Some of the most common criminal charges filed in Austin are drug charges (THC Oil), DWItheft and related offenses, and assault.  Although I defend people charged with all sorts of crimes, I've put together some info about the most common criminal charges filed in Travis County.  

Drug Charges


Drug charges can include possession, manufacturing, cultivation, delivery, sales, trafficking, and distribution.  However, it's certainly true that the most common drug charge in Austin is drug possession.  As a drug possession lawyer I know how to defend against charges for possession of a controlled substance, and the place to start is challenging the legality of how the police obtained the drugs (either the stop, search, or seizure), challenging the ownership of the drugs, or challenging whether the substance is in fact drugs.  
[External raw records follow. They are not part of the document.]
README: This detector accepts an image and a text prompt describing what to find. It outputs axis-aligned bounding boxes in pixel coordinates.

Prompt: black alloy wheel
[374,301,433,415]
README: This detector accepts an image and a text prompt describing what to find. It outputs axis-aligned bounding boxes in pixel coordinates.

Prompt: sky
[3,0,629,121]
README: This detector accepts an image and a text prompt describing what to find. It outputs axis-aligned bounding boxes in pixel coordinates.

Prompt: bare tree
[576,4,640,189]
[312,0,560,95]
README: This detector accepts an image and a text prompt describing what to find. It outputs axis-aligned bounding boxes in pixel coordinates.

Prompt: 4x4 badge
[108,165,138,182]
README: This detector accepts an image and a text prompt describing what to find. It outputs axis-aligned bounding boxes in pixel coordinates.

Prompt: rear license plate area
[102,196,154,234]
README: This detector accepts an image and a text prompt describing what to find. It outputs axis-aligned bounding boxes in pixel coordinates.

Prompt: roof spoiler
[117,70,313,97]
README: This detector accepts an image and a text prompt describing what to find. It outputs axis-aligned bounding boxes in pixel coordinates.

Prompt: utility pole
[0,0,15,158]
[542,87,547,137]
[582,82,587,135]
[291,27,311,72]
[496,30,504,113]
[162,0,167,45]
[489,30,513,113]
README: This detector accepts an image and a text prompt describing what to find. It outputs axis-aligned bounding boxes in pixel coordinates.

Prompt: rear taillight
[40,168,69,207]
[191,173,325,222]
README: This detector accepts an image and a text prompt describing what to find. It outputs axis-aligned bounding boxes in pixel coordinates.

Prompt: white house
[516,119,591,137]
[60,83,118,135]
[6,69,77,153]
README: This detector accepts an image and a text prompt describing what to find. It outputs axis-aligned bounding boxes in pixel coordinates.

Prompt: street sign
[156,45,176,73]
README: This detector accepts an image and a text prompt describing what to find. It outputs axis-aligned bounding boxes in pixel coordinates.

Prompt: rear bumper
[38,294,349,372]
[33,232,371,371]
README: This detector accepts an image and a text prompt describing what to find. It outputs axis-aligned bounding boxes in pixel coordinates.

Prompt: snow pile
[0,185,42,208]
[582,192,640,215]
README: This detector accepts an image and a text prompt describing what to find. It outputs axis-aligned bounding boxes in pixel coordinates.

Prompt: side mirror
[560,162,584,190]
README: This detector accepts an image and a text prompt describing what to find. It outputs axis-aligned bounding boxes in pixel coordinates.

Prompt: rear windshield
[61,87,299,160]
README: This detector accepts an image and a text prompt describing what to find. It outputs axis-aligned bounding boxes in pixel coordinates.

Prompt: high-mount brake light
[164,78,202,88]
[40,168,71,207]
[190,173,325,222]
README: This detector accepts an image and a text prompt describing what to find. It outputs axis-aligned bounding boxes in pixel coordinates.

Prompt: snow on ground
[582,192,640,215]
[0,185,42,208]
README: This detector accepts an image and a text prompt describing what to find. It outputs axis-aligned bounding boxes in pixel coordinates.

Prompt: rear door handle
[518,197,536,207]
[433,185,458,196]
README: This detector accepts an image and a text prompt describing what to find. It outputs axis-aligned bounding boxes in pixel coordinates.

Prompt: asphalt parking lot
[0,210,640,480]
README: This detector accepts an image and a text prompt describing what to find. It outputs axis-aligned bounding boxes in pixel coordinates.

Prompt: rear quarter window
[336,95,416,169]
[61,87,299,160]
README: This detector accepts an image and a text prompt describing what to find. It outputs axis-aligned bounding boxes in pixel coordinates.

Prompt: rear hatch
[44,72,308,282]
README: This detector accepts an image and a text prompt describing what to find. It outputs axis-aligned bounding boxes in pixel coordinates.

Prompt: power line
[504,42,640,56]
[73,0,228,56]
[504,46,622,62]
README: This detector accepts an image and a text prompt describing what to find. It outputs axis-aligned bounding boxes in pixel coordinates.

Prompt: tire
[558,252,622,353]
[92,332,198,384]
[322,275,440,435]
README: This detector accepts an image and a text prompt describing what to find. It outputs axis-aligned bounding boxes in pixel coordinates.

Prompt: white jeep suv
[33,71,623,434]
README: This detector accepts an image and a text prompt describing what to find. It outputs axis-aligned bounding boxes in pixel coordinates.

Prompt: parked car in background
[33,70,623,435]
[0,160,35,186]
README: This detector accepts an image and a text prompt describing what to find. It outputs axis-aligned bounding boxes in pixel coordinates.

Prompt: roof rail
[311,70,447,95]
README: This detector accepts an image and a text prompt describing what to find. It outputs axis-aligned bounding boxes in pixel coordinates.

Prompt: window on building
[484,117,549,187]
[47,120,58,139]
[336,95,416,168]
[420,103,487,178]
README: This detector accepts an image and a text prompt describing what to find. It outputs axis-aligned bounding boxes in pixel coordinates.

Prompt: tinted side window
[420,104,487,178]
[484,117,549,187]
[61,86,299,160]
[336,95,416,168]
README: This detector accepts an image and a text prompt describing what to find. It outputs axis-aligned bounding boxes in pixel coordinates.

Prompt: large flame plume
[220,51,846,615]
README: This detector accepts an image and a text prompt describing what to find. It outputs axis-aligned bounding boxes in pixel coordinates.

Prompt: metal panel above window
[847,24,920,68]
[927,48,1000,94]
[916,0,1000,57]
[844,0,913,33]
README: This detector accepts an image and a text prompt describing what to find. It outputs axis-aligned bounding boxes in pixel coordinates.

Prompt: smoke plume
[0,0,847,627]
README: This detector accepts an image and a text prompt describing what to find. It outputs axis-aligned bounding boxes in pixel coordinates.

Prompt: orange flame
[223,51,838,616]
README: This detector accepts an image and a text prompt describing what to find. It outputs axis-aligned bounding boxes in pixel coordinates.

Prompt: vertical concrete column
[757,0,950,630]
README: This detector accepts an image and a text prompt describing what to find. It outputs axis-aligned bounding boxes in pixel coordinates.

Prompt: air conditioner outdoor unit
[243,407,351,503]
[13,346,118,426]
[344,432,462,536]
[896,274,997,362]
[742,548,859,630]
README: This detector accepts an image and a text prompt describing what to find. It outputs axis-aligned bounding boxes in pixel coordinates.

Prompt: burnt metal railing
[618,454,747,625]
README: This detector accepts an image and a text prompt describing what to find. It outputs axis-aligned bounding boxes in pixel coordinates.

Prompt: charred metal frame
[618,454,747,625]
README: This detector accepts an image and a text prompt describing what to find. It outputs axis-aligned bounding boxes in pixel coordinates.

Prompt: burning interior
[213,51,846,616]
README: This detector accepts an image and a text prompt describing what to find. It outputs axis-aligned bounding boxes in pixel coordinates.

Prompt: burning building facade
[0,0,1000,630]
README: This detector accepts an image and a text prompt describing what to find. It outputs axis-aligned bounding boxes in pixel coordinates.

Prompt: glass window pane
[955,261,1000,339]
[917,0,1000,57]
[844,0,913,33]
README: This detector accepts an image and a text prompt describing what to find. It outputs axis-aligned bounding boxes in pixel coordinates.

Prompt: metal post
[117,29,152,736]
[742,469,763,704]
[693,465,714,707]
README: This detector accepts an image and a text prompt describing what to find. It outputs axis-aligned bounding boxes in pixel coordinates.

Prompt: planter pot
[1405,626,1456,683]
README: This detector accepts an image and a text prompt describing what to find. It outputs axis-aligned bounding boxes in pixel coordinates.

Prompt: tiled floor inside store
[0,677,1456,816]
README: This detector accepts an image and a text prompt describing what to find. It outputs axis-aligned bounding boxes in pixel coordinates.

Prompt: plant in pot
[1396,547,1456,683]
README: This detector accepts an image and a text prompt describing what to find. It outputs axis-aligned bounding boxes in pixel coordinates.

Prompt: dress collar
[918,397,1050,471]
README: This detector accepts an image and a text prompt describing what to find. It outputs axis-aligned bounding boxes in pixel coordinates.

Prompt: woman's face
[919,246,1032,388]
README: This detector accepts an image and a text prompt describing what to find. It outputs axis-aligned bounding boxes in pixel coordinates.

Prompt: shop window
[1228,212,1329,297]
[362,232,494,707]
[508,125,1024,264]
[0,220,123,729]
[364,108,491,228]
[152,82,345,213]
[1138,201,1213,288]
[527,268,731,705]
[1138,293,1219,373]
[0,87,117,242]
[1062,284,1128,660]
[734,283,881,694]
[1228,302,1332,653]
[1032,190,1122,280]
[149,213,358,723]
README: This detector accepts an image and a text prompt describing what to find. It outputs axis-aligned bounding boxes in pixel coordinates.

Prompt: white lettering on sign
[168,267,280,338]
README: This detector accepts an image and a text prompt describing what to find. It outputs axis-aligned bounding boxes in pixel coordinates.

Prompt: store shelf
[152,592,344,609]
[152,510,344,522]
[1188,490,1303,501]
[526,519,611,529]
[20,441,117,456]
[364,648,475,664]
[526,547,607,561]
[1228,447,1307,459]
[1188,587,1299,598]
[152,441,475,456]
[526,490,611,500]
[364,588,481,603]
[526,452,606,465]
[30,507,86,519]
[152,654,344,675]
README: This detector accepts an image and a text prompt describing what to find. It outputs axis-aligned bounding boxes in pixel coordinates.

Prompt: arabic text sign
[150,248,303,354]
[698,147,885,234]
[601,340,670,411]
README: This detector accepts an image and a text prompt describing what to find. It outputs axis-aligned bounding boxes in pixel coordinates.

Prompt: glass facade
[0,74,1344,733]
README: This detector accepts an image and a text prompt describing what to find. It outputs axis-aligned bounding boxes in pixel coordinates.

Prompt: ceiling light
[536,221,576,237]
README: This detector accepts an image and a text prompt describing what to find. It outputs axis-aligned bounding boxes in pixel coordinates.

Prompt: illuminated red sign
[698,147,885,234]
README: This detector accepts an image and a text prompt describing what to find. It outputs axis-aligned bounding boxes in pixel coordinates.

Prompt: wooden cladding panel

This approach can also be useful for other sorts of drug charges.  Anytime I'm presented with a drug related case, I always start with these simple questions:  (1) Was there an illegal stop,  (2)  Was there an illegal seizure?  (3)  How did the police know to look at the place where they found the drugs/paraphernalia/ingredients/etc / How did the police find the drugs/paraphernalia/ingredients/etc,  

(4)  Did probable cause exist,  (5)  Did the police have a warrant,  (6)  Was the warrant based on probable cause? 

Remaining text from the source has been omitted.